Immunosuppressive therapy has many adverse effects in both the short and longer term. Tailoring immunosuppression might be possible if pretransplantation parameters predicted rejection. We investigated production of the proinflammatory cytokine, tumor necrosis factor-alpha (TNF-alpha), and the anti-inflammatory cytokine, interleukin-10 (IL-10), pretransplantation to determine whether there is a relation with acute rejection. Peripheral-blood mononuclear cells were obtained from patients with chronic liver disease on the waiting list for orthotopic liver transplantation and healthy controls. Cells (0.5 x 10(6)) were stimulated with 200 ng of lipopolysaccharide. Preincubation for 30 minutes with tacrolimus, cyclosporine, and dexamethasone at concentrations of 10 and 100 ng was also performed. TNF-alpha and IL-10 levels were measured by enzyme-linked immunosorbent assay. Acute rejection was defined on clinical and histological grounds. Pretransplantation in vitro production of TNF-alpha significantly (P <.05) increased in the group of patients with acute rejection (n = 9) compared with those who did not develop rejection (n = 12).

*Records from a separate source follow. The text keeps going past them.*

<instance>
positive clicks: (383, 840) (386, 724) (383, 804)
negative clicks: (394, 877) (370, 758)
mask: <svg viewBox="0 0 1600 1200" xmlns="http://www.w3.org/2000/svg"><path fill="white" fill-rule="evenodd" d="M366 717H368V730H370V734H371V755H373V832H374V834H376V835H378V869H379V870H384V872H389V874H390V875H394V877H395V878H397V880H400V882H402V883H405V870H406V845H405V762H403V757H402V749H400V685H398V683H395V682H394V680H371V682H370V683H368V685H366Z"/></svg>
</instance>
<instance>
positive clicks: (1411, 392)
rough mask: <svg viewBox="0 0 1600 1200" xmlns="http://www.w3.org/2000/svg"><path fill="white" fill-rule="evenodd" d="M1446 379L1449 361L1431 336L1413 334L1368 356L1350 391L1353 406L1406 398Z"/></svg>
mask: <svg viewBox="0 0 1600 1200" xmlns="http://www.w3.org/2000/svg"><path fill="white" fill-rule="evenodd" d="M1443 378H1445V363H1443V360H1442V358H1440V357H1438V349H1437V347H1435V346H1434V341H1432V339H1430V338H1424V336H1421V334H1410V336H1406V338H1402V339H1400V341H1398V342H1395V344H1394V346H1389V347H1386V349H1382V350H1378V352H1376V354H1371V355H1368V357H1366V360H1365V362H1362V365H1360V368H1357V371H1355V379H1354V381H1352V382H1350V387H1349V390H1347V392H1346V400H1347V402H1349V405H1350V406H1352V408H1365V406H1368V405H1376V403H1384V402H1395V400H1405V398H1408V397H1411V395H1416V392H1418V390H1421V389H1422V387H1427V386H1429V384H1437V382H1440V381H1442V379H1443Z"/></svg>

Preincubation with dexamethasone significantly (P <.001) reduced TNF-alpha and IL-10 production in both patients and controls (n = 8). IL-10 production pretransplantation was not different in those who developed acute rejection (n = 9) compared with those who did not (n = 9). Preincubation with tacrolimus augmented (P <.05) the production of IL-10 in patients (n = 18), but not controls (n = 6). Pretransplantation TNF-alpha production is increased in patients who go on to develop acute rejection posttransplantion.